Despite the high stakes, Cowan’s observation is that many SME employers have limited understanding of the law, and he partly blames the terminology. “A lot of people don’t know how they reduce that risk. They think, ‘Oh, psychosocial, sounds complicated, only a psychologist can do that.’ But what they’re actually talking about is harmful stress,” he says.

Cowan says leaders often don’t realise they can start to build a caring culture in their business by simply stepping away from their desks.

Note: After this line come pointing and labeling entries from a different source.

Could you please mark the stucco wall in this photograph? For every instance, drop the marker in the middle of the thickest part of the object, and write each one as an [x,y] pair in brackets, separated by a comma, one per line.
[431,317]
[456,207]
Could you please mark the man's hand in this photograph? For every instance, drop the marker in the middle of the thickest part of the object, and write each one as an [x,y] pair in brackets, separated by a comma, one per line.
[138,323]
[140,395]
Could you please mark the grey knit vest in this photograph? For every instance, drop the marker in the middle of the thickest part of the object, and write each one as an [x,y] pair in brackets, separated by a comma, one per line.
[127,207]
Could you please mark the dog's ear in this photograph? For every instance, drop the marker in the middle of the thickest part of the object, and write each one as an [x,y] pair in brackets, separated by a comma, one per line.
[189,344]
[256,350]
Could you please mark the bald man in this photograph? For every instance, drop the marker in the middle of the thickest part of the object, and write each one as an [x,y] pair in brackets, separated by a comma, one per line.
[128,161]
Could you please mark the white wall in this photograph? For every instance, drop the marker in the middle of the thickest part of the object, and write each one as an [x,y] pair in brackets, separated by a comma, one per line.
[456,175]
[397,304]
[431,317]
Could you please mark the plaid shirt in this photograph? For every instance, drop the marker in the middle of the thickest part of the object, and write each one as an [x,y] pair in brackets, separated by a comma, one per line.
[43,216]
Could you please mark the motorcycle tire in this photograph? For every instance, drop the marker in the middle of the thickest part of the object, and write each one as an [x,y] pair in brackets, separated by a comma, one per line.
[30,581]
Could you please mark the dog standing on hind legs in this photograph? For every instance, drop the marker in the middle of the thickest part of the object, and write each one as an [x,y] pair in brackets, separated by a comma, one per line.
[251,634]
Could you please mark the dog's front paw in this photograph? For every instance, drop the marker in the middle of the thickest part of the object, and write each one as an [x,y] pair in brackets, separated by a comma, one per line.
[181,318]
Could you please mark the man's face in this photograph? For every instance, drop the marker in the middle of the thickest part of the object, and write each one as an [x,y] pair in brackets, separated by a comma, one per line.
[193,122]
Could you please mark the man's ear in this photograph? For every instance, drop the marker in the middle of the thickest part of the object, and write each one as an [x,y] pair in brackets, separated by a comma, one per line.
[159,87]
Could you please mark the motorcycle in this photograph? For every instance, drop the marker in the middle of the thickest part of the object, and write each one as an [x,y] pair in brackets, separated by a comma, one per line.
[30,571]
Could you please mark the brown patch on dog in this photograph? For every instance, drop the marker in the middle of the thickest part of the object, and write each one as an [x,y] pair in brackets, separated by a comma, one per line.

“The very best thing would be to choose a couple of days a week where you just wander around and ask how people are going. Just being curious and empathetic will get almost immediate results,” he explains. For remote teams, rapport can be built by ditching video calls and picking up the phone. “A really good thing to stay connected is to actually ring someone,” he suggests. “Speaking to them and hearing energy in their voice or frustrations in their voice, can help us to understand things.”

Whether by phone or in person, listening is key, as illustrated in Cowan’s book by American businessman Bob Chapman, who built a $3.5b empire on a culture of caring. “A real foundation to his success was that you show your care by listening with empathy,” Cowan explains. “When people feel heard, when they feel understood. That’s when the best results happen.”

Guests on his podcast, The Caring CEO, say the same. “If you feel cared for, you are going to be more productive,” he finds. “If you feel cared for, you’ll go beyond what’s expected. If you feel cared for, you will look at other ways and innovations and new ideas to solve problems.This is a strong skill, having each other’s back.  Encouraging each other and listening with empathy is what gets great results. So, it is a win-win.”